Becoming a resource hub
Rodriguez joined NorthStar Energy on July 6, 2021. She recruits skilled workers—for anything from warehouse jobs to executive accounting positions—for NorthStar, Delta Western, Northern Oilfield Solutions, Inlet Energy, and Alaska Petroleum Distributing.
“Truck drivers are hard to find in Alaska. We have a lot of qualified drivers, but because we’re HazMat focused, transporting fuel or methanol, it can take up to 60 days to get qualified, and drivers don’t usually want to wait that long in the recruiting process for their job to start.
“What’s nice about our HR team at NorthStar is that we’re becoming a resource hub for our teams in Alaska. It allows us to help them. Some teams need extra resources, and we’re building a platform ahead of us to give them training. It’s been a pleasure getting to know our teams in Alaska. I’m honored to have gained their trust thus far, especially in a DOT-compliant position.”
Instead of asking questions like, “Tell me about a time you had a problem,” Rodriguez’s CDL allows her to get a lot more specific in her interviews with candidates.
“Mine are more scenario-driven: ‘What would you do if your vehicle broke down in the middle of the road?’ or ‘How do you prepare for certain weather conditions?’ I try to make my questions more specific. This helps our teams determine if this member would fit in with safety, real-time incidents, and company values.”
‘Nothing is impossible’
Rodriguez’s family hails from the Philippines. She speaks English and Tagalog, which can be helpful when communicating with some of the teams and current/future applicants.
“It’s nice to be able to understand and be aware of their culture. It improves our ability to communicate.”
She said she’s most surprised that her current position “just landed in my lap.”
“I didn’t search for it. It came for me. It was a sign,” she smiled. “Right now, I love everything about our operating companies and how we connect on many different levels. Every day I get survey results that help position me better on how I’d like to recruit.”
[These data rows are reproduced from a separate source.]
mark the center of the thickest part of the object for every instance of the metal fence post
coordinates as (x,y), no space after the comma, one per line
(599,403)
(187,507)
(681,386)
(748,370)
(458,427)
Rodriguez said NorthStar’s aim is not just to fill a job but to help candidates build careers, teach tech skills, look for potential, and promote candidates to new opportunities.
“We pride ourselves on helping our communities in Alaska find long-term employment.”
Rodriguez said she expects NorthStar will continue to grow in the coming years and serve its teams even more efficiently.
“I think the main goal is for everyone in our operating companies to feel confident in Human Resources and our hiring practices. We also offer opportunities for our employees, their families, and the whole community to give back. This is exemplified in our charitable donations and matching, and our tuition assistance program. In my senior year of high school, I applied to 107 scholarships and won 36. I had to work hard to pay my way through college. I was blown away when I found out that NorthStar contributes $4,000 per year for undergraduates and $7,000 for graduate students after one year of employment. Tuition assistance is important to me since I know secondary education has a significant impact on families, especially those in Alaska where graduate and undergraduate programs aren’t available everywhere.”
Rodriguez said she’s most proud of the fact that she took a risk and moved away from Alaska.
“It’s tough to move out of Alaska. When I first got to Seattle, I didn’t know anyone. I was in a whole new state. I went ahead and purchased a house. It’s scary, but I’m happy I did it. I love the people I work with. I’m happy I didn’t miss that sign, miss that opportunity. It’s been fun. It’s been exciting. Most of all, it’s a good challenge. Seeking out the discomfort helps you grow. Nothing is impossible.”